As context, I'm working on a problem in the facial expression/recognition space, so getting 100% accuracy seems incredibly implausible (not that it would be plausible in most applications...). I'm guessing there is either some consistent bias in the data set that it making it overly easy for an SVM to pull out the answer, =or=, more likely, I've done something wrong on the SVM side.
I'm looking for suggestions to help understand what is going on--is it me (=my usage of LibSVM)? Or is it the data?
The details:
About ~2500 labeled data vectors/instances (transformed video frames of individuals--<20 individual persons total), binary classification problem. ~900 features/instance. Unbalanced data set at about a 1:4 ratio.
Ran subset.py to separate the data into test (500 instances) and train (remaining).
Ran "svm-train -t 0 ". (Note: apparently no need for '-w1 1 -w-1 4'...)
Ran svm-predict on the test file. Accuracy=100%!
Things tried:
Checked about 10 times over that I'm not training & testing on the same data files, through some inadvertent command-line argument error
re-ran subset.py (even with -s 1) multiple times and did train/test only multiple different data sets (in case I randomly upon the most magical train/test pa
ran a simple diff-like check to confirm that the test file is not a subset of the training data
svm-scale on the data has no effect on accuracy (accuracy=100%). (Although the number of support vectors does drop from nSV=127, bSV=64 to nBSV=72, bSV=0.)
((weird)) using the default RBF kernel (vice linear -- i.e., removing '-t 0') results in accuracy going to garbage(?!)
(sanity check) running svm-predict using a model trained on a scaled data set against an unscaled data set results in accuracy = 80% (i.e., it always guesses the dominant class). This is strictly a sanity check to make sure that somehow svm-predict is nominally acting right on my machine.
Tentative conclusion?:
Something with the data is wacked--somehow, within the data set, there is a subtle, experimenter-driven effect that the SVM is picking up on.
(This doesn't, on first pass, explain why the RBF kernel gives garbage results, however.)
Would greatly appreciate any suggestions on a) how to fix my usage of LibSVM (if that is actually the problem) or b) determine what subtle experimenter-bias in the data LibSVM is picking up on.
Two other ideas:
Make sure you're not training and testing on the same data. This sounds kind of dumb, but in computer vision applications you should take care that: make sure you're not repeating data (say two frames of the same video fall on different folds), you're not training and testing on the same individual, etc.

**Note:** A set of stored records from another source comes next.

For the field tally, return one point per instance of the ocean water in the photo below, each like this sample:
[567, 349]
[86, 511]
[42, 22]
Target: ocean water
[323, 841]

It is more subtle than it sounds.
Make sure you search for gamma and C parameters for the RBF kernel. There are good theoretical (asymptotic) results that justify that a linear classifier is just a degenerate RBF classifier. So you should just look for a good (C, gamma) pair.
Notwithstanding that the devil is in the details, here are three simple tests you could try:
Quickie (~2 minutes): Run the data through a decision tree algorithm. This is available in Matlab via classregtree, or you can load into R and use rpart. This could tell you if one or just a few features happen to give a perfect separation.
Not-so-quickie (~10-60 minutes, depending on your infrastructure): Iteratively split the features (i.e. from 900 to 2 sets of 450), train, and test. If one of the subsets gives you perfect classification, split it again. It would take fewer than 10 such splits to find out where the problem variables are. If it happens to "break" with many variables remaining (or even in the first split), select a different random subset of features, shave off fewer variables at a time, etc. It can't possibly need all 900 to split the data.
Deeper analysis (minutes to several hours): try permutations of labels. If you can permute all of them and still get perfect separation, you have some problem in your train/test setup. If you select increasingly larger subsets to permute (or, if going in the other direction, to leave static), you can see where you begin to lose separability. Alternatively, consider decreasing your training set size and if you get separability even with a very small training set, then something is weird.
Method #1 is fast & should be insightful. There are some other methods I could recommend, but #1 and #2 are easy and it would be odd if they don't give any insights.
I have an artificial neural network which plays Tic-Tac-Toe - but it is not complete yet.
What I have yet:
the reward array "R[t]" with integer values for every timestep or move "t" (1=player A wins, 0=draw, -1=player B wins)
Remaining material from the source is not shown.